I recently came across a personal post from a restaurant owner who had decided to reopen his eatery as part of Texas' relaxing of social distancing measures. He started off nice enough, encouraging everyone to be respectful of each other during this difficult time. But by the end, he had gotten considerably more frustrated, and encouraged his readers not to be "Karens" and accuse him of trying to infect people with COVID-19 or call the cops on him for running a restaurant.
His emotions had gotten the best of him, and ultimately undercut his message of unity and understanding in a difficult time.
Well, this being on social media, you can imagine what happened next. Multiple lengthy comment threads with arguments broke out. Some people commended him for taking a stand. Others said they'd never eat at his restaurant again. All of it completely avoidable.
Here are five things to keep in mind when posting online that are good reminders for anyone who runs a business in today's political climate.
1. As a business owner (particularly in the service industry), your personal "brand" is intrinsically tied to your business. If you "make a funny" and it alienates 30% of your clientele, then you'd better hope that it was funny enough to get the other 70% to cover for that loss of business, because they ain't comin' back. You're risking losing customers by staking out any political territory on social media, NO MATTER WHAT THE ISSUE IS. I'm not saying you can't ever take a political stance or have your restaurant reflect your values. Chik-Fil-A does it all the time. You just have to really decide that it's a hill worth dying on before you do it. Is calling women on Facebook "Karens" that hill for your business? I'm guessing if you take a breath from the maelstrom and think about it for a few seconds, you'd probably say that it isn't.
2. Don't let yourself get in the way of a great story. You have a GREAT story to tell! You've helped people, weathered the storm, shown you care about first responders and your community. THAT should be the focus of your post.
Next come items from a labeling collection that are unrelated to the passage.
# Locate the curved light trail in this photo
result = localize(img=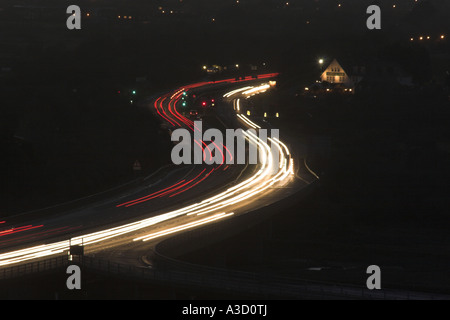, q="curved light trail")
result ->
[0,75,294,266]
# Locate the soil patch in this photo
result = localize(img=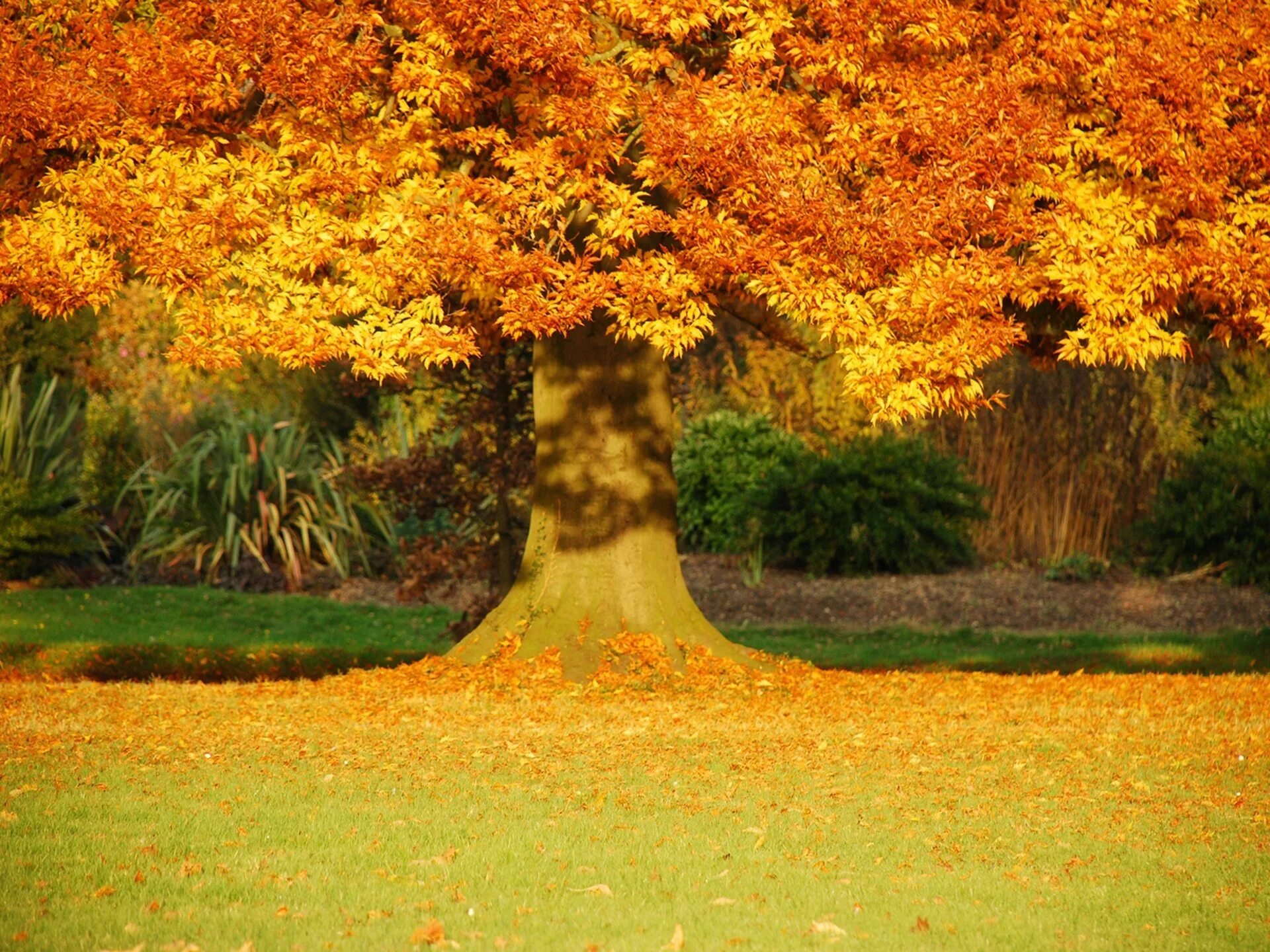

Connect with people on that level, and they'll naturally be more forgiving of you when you decide to open, because they know your compassion and your heart.
3. Staying on message is really hard. Like, REALLY hard. If you're composing something with the intent of promoting unity, compassion and understanding, then it's important to keep those things in mind throughout your ENTIRE message, and not to let your emotions or opinions or ADD or jokes or whatever undercut that message. Read and re-read your comment before you post. (yes, even personal comments. If confused as to why, re-read point 1.)
4. RESULTS. MATTER. You may think something is delicious, but if it gets a terrible review on Yelp! and you have 10 people send it back, you'd pull it from the menu, right? Look at the results of this conversation. Do you see unity, compassion and understanding? If not, then your message didn't land the way you wanted it to land.
5. THE INTERNET IS ALWAYS IN INK. Be sure before you hit send. ALWAYS. Deleted posts are never really deleted if someone wants to screw you badly enough.
The really wild part of all this? I didn't even read this post on the restaurant owner's page. I read it on the page of a friend who shared it because he liked what it said. The fact that this kind of PR fiasco can happen on the page of an online acquaintance who copied and pasted something you wrote on your personal page is all the more reason for business owners to think before they click.